今年は台湾での戒厳令解除30周年、228事件70周年に当たることから、各種のイベントの開催が予定されている。
今年は、1987年7月15日に戒厳令が解除されてから30年目、また1947年に発生した台湾市民と国民軍との衝突事件、228事件から70年目に当たる。
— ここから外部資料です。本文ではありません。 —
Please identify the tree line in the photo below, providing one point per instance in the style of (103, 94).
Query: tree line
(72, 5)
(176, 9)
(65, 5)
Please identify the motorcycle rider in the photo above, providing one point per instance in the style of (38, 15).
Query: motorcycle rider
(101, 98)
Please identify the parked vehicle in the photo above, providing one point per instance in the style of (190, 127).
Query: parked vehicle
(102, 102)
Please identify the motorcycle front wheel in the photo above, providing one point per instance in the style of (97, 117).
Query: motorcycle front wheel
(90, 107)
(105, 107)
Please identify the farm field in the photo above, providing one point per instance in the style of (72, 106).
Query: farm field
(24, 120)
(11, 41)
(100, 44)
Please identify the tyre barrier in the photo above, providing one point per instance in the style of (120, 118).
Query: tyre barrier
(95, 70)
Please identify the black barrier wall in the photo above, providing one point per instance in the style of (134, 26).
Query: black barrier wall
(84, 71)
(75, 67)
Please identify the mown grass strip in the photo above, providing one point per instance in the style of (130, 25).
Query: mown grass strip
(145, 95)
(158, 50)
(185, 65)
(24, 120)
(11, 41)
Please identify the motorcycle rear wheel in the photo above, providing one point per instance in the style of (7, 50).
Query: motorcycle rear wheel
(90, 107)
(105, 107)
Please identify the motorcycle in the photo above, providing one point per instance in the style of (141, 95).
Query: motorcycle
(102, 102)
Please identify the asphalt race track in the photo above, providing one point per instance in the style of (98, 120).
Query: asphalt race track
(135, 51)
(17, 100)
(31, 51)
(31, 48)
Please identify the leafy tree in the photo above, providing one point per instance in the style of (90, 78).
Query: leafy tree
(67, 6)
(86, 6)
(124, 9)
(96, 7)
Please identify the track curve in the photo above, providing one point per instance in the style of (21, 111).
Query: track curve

これに当たって、文化部に所属する国家人権博物館準備所は、7月から展示会、記念イベントなど一連の活動を行い、「歴史の転換期における正義」という概念を広め、人権教育を強化することを目指している。
そのうち、7月14日からは、景美人権文化園区で、「台湾監獄島」と題して、戒厳令が施行されていた期間、政府が政治犯どのように処遇したかを紹介するための展示を行う。この中では、当時の逮捕、捜査、供述を強制する拷問、軍事法廷への起訴、裁判、判決確定、刑の執行などが行われた場所45カ所を再現する。また、当時の政治犯とされた人たちの証言を通じて、白色テロと呼ばれる政治的な弾圧の歴史を理解してもらうことにしている。
7月15日には、総統府前に設けられている「白色テロ政治受難者記念碑」の前で、戒厳令解除記念式典を行う。
このほか、文化部も台湾国際人権映画展を開催し、海外映画9本、台湾映画2本を上映し、世界と台湾での「転換期の正義」の意義を考えてもらうことを企画している。この映画展は、台湾全土の10カ所を巡回して行われる。